Too many authentication failures blocks CSP patching on vIDM

Products

VCF Operations/Automation (formerly VMware Aria Suite)

Issue/Introduction

Attempts to apply the vIDM cumulative patches (e.g., CSP, Patch 5, Patch 7) due to cluster health validation failures.
- Pre-patch cluster validation indicates Pgpool Master and PostgreSQL Primary roles are not aligned.
- Execution of poolnodes reports a standby node in a DOWN or Detached state (Status 1).
The /db/data directory on the failing standby node is completely empty, indicating a failed replication initialization.
The native auto-recovery.sh polling script or manual execution of pcp_recovery_node fails to complete the database restoration.
Manual SSH validation from the active Master node to the failing standby node prompts for a password or returns connection exhaustion errors: Received disconnect from <Node_IP> port 22:2: Too many authentication failures
Verbose SSH validation (ssh -v root@<target-node>) reveals the destination node actively rejecting the offered public key, forcing a fallback to interactive methods:

debug1: Offering public key: RSA SHA256:<Sanitized> /root/.ssh/id_rsa
debug1: Authentications that can continue: publickey,password,keyboard-interactive

Environment

VMware Identity Manager (vIDM) 3.3.x

VMware Aria Suite Lifecycle 8.18.x

Cause

The internal Pgpool-II recovery mechanism (specifically the recovery_1st_stage script) requires valid SSH public key authentication to orchestrate the database rebuild.
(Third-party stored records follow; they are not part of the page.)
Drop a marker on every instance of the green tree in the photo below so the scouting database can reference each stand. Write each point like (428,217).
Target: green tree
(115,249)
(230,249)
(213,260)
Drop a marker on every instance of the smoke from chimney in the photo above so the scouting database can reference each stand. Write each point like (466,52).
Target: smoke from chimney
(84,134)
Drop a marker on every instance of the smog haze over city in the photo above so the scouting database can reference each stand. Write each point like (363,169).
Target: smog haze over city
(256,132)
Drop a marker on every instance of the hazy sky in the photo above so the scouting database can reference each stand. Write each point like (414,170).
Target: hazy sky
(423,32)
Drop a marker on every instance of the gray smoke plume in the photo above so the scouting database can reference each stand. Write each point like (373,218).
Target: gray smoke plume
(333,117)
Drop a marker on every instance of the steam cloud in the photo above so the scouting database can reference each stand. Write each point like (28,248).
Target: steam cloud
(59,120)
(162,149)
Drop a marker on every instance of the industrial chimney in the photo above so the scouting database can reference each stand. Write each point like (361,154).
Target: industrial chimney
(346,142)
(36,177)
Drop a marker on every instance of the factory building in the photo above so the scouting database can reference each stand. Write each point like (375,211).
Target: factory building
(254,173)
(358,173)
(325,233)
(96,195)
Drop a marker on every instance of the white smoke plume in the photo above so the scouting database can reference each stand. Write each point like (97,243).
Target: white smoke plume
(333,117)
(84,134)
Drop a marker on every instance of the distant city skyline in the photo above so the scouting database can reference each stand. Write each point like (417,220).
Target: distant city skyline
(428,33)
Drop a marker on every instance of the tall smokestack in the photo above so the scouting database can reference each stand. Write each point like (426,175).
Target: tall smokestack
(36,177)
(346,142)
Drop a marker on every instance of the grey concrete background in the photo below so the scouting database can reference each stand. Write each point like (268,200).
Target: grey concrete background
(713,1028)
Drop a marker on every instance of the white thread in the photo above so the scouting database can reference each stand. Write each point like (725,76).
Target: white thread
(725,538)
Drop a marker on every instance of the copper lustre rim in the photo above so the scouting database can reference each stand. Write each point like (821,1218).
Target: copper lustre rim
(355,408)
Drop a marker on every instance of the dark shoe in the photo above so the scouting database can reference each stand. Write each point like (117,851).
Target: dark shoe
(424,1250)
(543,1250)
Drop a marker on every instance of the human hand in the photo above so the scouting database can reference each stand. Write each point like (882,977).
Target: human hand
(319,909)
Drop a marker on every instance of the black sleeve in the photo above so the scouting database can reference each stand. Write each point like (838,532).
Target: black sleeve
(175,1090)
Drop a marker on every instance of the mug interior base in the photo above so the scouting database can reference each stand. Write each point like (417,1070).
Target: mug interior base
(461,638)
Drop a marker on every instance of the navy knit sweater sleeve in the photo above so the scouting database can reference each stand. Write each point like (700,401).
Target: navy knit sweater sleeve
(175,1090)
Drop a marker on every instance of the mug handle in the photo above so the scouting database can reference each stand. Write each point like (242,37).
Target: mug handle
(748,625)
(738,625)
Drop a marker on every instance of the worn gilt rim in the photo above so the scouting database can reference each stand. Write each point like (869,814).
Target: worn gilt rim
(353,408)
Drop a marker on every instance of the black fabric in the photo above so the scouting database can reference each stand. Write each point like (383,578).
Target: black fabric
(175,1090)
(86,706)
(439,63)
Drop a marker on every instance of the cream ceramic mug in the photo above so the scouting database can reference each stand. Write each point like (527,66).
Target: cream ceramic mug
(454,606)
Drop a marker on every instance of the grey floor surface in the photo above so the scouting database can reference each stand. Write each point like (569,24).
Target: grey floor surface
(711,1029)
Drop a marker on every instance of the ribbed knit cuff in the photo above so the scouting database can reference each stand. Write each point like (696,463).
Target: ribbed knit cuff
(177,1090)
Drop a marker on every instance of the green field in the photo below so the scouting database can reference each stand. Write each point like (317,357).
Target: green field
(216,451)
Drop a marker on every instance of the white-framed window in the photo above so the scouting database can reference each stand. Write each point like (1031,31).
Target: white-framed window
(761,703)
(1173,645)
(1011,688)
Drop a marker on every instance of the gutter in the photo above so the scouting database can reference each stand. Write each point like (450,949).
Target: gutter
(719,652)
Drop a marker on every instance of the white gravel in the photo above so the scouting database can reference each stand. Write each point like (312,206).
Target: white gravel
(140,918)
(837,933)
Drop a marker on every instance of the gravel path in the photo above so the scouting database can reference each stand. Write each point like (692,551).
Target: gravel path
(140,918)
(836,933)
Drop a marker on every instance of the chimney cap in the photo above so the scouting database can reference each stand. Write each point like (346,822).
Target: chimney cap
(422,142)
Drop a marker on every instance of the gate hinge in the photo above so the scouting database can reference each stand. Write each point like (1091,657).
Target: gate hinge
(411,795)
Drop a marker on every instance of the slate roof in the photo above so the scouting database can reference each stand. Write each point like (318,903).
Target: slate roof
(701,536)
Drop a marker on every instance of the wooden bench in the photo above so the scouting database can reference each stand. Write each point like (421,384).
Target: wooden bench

It utilizes this secure tunnel to purge the target directory and stream the Write-Ahead Log (WAL) and PostgreSQL binaries via pg_basebackup. If the target node's /root/.ssh/authorized_keys file is missing the Master node's public key string, or if the directory permissions violate OpenSSH StrictModes parameters, the automated SSH connection is rejected. This permanently halts the replication stream, leaving the node detached, the data directory empty, and blocking LCM lifecycle operations.

Resolution

To restore the architectural prerequisite and unblock the native Pgpool recovery sequence, you must establish explicit cryptographic trust.

Extract Primary Key: Execute the following on the active Master node to retrieve its public key string.
```
cat /root/.ssh/id_rsa.pub
```
Inject Key on Target: Establish an independent terminal session (e.g., direct PuTTY) to the failing standby node. Append the exact string copied from Step 1 into the authorized keys file. Ensure the key remains on a single, unbroken line.
```
vi /root/.ssh/authorized_keys
```
Enforce StrictModes Permissions: Execute the following on the failing standby node to satisfy the OpenSSH daemon's strict permission requirements.
```
chmod 700 /root/.ssh && chmod 600 /root/.ssh/authorized_keys && chown -R root:root /root/.ssh
```
Validate Cryptographic Trust: Execute the explicit validation string on the Master node to confirm the connection bypasses local agent caches and successfully negotiates the public key without allocating a TTY.
```
ssh -o IdentitiesOnly=yes -i /root/.ssh/id_rsa root@<target-node-ip> 'echo Trust Established'
```
Re-initiate Recovery: Once you receive Trust Established, the cryptographic block resolves. If networkService is active, the auto-recovery.sh loop automatically detects the failure and re-initiates the replication stream on its next polling cycle. If you manually stopped networkService, orchestrate the PCP recovery from the Master node:
```
pcp_recovery_node -w -h localhost -U pgpool -p 9898 -n <Target_Node_ID>
```

Execute poolnodes upon completion to verify all nodes report an UP status and the quorum restores. Proceed with the vRSLCM patching operation.